A slight sense of confusion floated over her mind for a moment, like a cloud. She was not accustomed to scenes. There had been one certainly when Rupert Carey was forbidden to come to the house any more, but it had been brief, and she had not been present at it. She had only heard of it afterwards. Lord Holme had been angry then, and she had rather liked his anger. She took it as, in some degree, a measure of his attachment to her. And then she had had no feeling of being in the wrong or of humiliation. She had been charming to Carey, as she was charming to all men. He had lost his head. He had mistaken the relations existing between her and her husband, and imagined that such a woman as she was must be unhappily mated with such a man as Lord Holme. The passionate desire to console a perfectly-contented woman had caused him to go too far, and bring down upon himself a fiat of exile, which he could not defy since Lady Holme permitted it to go forth, and evidently was not rendered miserable by it. So the acquaintance with Rupert Carey had ceased, and life had slipped along once more on wheels covered with india-rubber tyres.

And now she had renewed the acquaintance publicly and with disastrous results.

As she sat there she began to wonder at herself, at the strength of her temper, the secret violence of her nature. She had yielded like a child to a sudden impulse. She had not thought of consequences. She had ignored her worldly knowledge. She had considered nothing, but had acted abruptly, as any ignorant, uneducated woman might have acted. She had been the slave of a mood. Or had she been the slave of another woman—of a woman whom she despised?

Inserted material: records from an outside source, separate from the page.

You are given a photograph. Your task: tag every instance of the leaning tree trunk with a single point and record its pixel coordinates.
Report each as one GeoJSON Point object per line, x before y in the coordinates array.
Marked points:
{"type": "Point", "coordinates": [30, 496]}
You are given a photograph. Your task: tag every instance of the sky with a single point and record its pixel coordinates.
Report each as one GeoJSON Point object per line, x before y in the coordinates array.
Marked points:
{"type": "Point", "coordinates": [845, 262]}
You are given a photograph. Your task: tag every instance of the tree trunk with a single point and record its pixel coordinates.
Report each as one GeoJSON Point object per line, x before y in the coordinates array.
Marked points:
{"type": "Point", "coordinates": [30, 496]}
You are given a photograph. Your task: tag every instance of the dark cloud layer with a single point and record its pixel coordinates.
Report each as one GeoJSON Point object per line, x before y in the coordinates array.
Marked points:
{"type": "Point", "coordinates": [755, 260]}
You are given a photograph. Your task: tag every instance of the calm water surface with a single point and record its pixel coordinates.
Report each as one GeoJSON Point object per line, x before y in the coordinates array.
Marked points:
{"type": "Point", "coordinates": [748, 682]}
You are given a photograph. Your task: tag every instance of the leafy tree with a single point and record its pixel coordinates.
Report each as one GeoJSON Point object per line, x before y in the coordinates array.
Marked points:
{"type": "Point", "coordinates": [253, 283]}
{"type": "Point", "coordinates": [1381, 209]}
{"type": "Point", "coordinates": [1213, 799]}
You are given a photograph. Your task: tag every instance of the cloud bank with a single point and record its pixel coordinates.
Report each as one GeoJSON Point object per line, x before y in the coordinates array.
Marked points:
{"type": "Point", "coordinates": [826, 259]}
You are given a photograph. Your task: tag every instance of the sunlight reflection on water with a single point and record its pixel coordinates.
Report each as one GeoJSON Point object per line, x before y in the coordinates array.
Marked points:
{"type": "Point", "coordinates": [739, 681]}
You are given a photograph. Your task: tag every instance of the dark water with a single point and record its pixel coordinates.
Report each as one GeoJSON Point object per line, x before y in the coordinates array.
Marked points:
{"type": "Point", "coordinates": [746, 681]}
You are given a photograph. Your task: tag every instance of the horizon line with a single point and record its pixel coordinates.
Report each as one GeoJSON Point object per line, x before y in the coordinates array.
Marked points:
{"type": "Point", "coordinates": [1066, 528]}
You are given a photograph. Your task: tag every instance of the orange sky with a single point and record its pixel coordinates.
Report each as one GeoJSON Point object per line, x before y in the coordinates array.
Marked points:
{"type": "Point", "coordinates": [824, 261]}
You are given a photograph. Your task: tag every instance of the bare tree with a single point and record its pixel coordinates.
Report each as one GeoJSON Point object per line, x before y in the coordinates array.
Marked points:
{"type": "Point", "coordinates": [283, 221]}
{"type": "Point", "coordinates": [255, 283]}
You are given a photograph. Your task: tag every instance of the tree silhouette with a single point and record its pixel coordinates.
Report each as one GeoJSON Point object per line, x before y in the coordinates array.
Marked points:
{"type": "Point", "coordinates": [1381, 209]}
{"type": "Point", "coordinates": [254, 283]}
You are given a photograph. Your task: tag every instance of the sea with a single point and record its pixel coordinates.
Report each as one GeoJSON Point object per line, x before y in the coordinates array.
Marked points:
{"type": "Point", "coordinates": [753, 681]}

Miss Schley had certainly been the cause of the whole affair. Lady Holme had spoken to Rupert Carey merely because she knew that her husband was immediately behind her with the American. There had been within her at that moment something of a broad, comprehensive feeling, mingled with the more limited personal feeling of anger against another woman’s successful impertinence, a sentiment of revolt in which womanhood seemed to rise up against the selfish tyrannies of men. As she had walked in the crowd, and heard for an instant Miss Schley’s drawlling voice speaking to her husband, she had felt as if the forbidding of the acquaintance between herself and Rupert Carey had been an act of tyranny, as if the acquaintance between Miss Schley and her husband were a worse act of tyranny. The feeling was wholly unreasonable, of course. How could Lord Holme know that she wished to impose a veto, even as he had? And what reason was there for such a veto? That lay deep down within her as woman’s instinct. No man could have understood it.

And now Lord Holme had gone out in the dead of the night to thrash Carey.

She began to think about Carey.

How disgusting he had been. A drunken man must be one of two things—either terrible or absurd. Carey had been absurd—disgusting and absurd. It had been better for him if he had been terrible. But mumblings and tears! She remembered what she had said of Carey to Robin Pierce—that something in his eyes, one of those expressions which are the children of the eyes, or of the lines about the eyes, told her that he was capable of doing something great. What an irony that her remark to Robin had been succeeded by such a scene! And she heard again the ugly sound of Carey’s incoherent exclamations, and felt again the limp clasp of his hot, weak hand, and saw again the tears running over his flushed, damp face. It was all very nauseous. And yet—had she been wrong in what she had said of him? Did she even think that she had been wrong now, after what had passed?